Betsy Allers, his wife of 10 years, said she will enjoy having her husband around more, especially since he is a good cook, but she knows he will miss the lake.

"To some, it's just a job, for others, a career. For Paul, it was his life," said Mrs. Allers. "He was very dedicated and loyal to the company. I should know. I remember him having to check on boats at 2 a.m. at times and putting in many hours a day."

"I enjoyed all the years I worked for Arnold Transit," said Mr. Allers. "I grew up with them. They treated me good."

In retirement, he will skipper a tug or perhaps a research boat every now and then, and will volunteer his time to the Vital Care hospice program. He will also go back to the Island to catch up with old friends, sharing memories.

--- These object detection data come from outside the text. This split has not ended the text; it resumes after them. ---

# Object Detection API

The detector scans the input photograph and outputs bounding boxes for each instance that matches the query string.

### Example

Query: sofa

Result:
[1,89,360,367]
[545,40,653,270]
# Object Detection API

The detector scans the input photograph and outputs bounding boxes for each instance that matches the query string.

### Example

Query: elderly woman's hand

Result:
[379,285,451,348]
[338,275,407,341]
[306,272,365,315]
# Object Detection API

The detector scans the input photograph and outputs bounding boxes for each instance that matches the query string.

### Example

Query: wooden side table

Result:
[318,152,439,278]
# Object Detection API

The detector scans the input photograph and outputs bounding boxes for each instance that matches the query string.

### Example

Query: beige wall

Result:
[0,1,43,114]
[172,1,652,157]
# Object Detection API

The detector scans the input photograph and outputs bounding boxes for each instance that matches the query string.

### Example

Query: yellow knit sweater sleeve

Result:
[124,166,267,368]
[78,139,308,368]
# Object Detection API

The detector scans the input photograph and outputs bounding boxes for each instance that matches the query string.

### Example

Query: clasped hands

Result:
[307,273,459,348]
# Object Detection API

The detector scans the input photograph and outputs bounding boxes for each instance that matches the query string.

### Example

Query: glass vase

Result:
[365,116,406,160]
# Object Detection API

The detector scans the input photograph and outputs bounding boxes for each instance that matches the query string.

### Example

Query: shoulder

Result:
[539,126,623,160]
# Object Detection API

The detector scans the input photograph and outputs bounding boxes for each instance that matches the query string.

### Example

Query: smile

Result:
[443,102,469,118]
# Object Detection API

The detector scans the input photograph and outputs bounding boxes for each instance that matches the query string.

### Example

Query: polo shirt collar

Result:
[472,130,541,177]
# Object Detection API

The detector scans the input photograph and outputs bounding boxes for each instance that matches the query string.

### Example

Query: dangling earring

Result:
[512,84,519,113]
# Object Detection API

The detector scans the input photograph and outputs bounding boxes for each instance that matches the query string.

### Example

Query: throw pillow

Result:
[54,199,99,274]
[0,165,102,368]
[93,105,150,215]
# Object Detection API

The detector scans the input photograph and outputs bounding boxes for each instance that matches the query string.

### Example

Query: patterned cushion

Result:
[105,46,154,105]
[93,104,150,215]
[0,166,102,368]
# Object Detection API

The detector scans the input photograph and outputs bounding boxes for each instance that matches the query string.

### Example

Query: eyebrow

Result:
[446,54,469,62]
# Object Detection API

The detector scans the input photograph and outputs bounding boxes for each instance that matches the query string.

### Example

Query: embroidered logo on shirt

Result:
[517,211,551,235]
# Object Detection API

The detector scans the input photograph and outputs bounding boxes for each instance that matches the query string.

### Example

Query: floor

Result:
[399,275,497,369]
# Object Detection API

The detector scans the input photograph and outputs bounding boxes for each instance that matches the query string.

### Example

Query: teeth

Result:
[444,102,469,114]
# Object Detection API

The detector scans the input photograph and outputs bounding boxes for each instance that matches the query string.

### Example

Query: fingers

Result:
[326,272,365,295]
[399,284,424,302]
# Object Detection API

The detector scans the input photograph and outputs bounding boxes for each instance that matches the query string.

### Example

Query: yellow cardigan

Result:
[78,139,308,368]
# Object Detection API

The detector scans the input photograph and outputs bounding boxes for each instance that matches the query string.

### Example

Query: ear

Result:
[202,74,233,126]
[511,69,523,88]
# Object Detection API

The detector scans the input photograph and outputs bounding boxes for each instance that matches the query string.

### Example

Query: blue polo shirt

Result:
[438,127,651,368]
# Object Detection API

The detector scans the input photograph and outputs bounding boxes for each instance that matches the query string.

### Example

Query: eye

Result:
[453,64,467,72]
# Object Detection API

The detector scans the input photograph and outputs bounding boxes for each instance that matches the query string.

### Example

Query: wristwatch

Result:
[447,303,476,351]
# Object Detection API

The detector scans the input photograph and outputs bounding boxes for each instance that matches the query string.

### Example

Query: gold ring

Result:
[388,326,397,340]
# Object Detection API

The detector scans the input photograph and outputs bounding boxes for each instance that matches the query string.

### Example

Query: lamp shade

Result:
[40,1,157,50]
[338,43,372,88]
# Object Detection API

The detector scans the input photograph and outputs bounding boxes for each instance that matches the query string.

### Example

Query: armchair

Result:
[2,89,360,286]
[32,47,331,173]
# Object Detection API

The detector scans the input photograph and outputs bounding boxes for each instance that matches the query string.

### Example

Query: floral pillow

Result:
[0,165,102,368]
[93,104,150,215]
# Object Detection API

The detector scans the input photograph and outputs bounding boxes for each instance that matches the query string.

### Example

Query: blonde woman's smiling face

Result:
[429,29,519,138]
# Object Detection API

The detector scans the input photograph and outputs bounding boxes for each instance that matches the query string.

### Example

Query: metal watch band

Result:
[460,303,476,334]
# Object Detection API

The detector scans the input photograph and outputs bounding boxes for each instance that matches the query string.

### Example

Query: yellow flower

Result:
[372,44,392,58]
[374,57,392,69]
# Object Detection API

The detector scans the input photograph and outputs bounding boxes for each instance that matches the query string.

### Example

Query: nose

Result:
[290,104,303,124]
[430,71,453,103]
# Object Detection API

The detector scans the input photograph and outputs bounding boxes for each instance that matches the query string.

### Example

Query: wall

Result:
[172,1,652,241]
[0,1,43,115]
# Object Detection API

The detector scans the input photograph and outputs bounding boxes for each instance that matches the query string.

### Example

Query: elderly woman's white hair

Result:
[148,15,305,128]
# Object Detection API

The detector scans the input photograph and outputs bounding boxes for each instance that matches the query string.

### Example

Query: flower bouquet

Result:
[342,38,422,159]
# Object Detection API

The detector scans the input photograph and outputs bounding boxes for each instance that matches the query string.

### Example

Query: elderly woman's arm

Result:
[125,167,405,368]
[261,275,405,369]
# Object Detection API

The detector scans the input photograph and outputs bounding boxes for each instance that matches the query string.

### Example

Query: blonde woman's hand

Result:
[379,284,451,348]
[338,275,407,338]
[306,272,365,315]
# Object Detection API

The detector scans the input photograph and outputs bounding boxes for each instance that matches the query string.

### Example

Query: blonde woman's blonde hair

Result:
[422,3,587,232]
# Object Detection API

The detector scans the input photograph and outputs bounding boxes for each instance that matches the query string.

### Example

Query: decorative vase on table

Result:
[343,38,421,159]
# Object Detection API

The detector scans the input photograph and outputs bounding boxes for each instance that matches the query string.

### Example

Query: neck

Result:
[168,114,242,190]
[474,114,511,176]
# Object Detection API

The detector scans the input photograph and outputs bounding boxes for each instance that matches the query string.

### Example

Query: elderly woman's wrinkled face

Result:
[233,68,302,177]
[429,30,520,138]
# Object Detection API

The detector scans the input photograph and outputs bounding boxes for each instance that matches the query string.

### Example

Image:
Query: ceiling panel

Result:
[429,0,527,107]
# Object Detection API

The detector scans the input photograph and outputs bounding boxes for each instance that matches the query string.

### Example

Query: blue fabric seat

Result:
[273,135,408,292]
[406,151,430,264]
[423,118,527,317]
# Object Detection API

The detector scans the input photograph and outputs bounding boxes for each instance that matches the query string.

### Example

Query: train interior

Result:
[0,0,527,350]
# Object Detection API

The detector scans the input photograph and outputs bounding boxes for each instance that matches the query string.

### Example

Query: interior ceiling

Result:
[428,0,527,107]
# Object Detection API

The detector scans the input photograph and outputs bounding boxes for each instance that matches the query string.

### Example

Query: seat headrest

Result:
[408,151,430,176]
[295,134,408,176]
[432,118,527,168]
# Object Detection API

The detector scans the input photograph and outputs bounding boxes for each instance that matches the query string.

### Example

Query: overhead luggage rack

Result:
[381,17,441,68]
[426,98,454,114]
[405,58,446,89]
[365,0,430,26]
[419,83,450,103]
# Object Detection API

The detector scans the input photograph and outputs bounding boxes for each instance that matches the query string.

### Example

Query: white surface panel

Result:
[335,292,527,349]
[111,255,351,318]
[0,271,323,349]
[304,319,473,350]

"I'll have more time to visit now," he said. "I miss seeing the people from the Island every day, and I never ever got tired of looking at the Straits of Mackinac."

He is also thinking of taking the advice of his old friend, the late Dr. Eugene Petersen, former superintendent of the Mackinac Island State Park Commission, who told him he should write a book about his experiences on the Great Lakes.

"We'll see," he said. "I'll have plenty of time to think about it."

The Allers have four children, Rochelle, Preston, Patrick, and Penny, and five grandchildren. All but one of their children has worked for Arnold Transit at one point in their lives. Preston continues to work as a part-time captain.